Tout le monde a un ciel étoilé au-dessus de la tête, mais pour voir la bonne étoile, il faut lever la tête.
Vivez-vous sous une bonne étoile ?
Tellement ! À chaque fois que j’ai décidé de faire quelque chose, ça s’est mis devant moi. J’ai eu 5 sur 20 au bac français. Et un jour, je reçois un mail publicitaire : concours de nouvelles sur le site aufeminin.com.
Je l’ai effacé trois fois et je l’ai reçu une quatrième fois. Je gagne la troisième place et je rencontre tous les gens qui vont jouer un rôle capital dans ma carrière.
Tout le monde a un ciel étoilé au-dessus de la tête, mais pour voir la bonne étoile, il faut lever la tête. Et travailler. Se faire confiance. Parfois, une porte se ferme, on pète un carreau pour entrer.
La dernière fois que vous vous êtes couché tôt ?
Je ne sais plus. Il faut vraiment que je sois malade pour me coucher avant deux heures du matin.
Boule à facettes ?
En boîte de nuit, je suis assis. Le regard de l’autre, toujours. Mais je danse dans mon salon. Sur la 7e de Beethoven, Sepultura, Hans Zimmer.
Le parfum de la nuit ?
Vétiver, le parfum de mon père. Comme il rentrait tard, je lui avais demandé de me réveiller. Je prenais le lobe froid de son oreille entre mes doigts et je me rendormais.

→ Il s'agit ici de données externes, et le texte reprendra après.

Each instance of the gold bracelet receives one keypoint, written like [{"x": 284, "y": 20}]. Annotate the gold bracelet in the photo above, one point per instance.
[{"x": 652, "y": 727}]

Ma capitaine débarque, précédée par son ventre. À mesure qu’elle avançait, elle pacifiait tout.
La nuit la plus dingue ?
On va sur un homicide avec ma capitaine enceinte jusqu’au nez. Dans la cité, c’est chaud, ça hurle, ça commence à caillasser.
Ma capitaine débarque, précédée par son ventre. À mesure qu’elle avançait, elle pacifiait tout. On arrive sur la scène de crime et là, le type assis près du corps regarde le ventre. Il avoue.
Le plus trash, la nuit ?
La solitude. Quand tu vas mal et que tu es la seule lumière allumée de la ville.
Qu’aimez-vous le plus, la nuit ?
L’introspection. La nuit te force à être honnête, c’est un miroir.
Les mots de la nuit ?
Enfin seul.
(*) Les livres d’Olivier Norek sont édités chez Michel Lafon et en format poche aux éditions Pocket.